Johns Hopkins Study Finds Psilocybin’s Ideal Dose For Long-Term Positive Effects

Groundbreaking research at Johns Hopkins University of Medicine has provided insight into the benefits of mediated doses of psilocyben, the active psychedelic compound found in “magic” mushrooms.

Though undeniable benefits are reported across the world from those that use mushrooms, there have also been many accounts of “bad trips,” or people having taken too much and experienced waking nightmares.  The researchers wanted to get to the bottom of this and so they began a study consisting of individuals between the ages of 29 and 62.  The team selected 18 of sound mind and body to undergo five sessions, each of which were eight hours in length and timed one month apart.  During four of the sessions, the volunteers would receive varying dosages of the psilocybin compound and a placebo at the remaining session to serve as a control.

In the study, participants were encouraged to lay down and wear head phones or eye masks to provide a comfortable environment.

No participants knew how much psilocyben they were ingesting.

Researchers noticed higher doses correlated with more positive effects and that at the highest dose, 30mg/70kg, 78 percent of the subjects reported having experienced on of the top five most spiritually significant events of their lives, though the reported moments of anxiety, fear, and stress increased by six times.

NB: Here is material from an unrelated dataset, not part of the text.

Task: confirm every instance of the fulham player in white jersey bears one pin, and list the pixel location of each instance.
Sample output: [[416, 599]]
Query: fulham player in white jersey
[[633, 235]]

The second highest dose, 20 mg/70kg, resulted in only one of the volunteers reporting any negative experiences and all volunteers reporting positive experiences and the lowest dose used for the study, 5 mg/70 kg, demonstrated discernible and long-lasting positive effects on behavior, attitude and overall outlook. So much so that even friends and family members of the volunteers were able to notice the changes.

“We seem to have found levels of the substance and particular conditions for its use that give a high probability of a profound and beneficial experience, a low enough probability of psychological struggle, and very little risk of any actual harm,” says lead author Roland Griffiths, PhD.

A followup 14 months after the study showed that 94 percent of the subjects felt the experience was definitely within their top 5 most significant spiritual experiences.

These exciting studies at Johns Hopkins continue to unlocked the potential of psilocyben as a medicine that is helping people come to terms with death and other severe forms of stress, while allowing them a new awakening and spiritual perspective.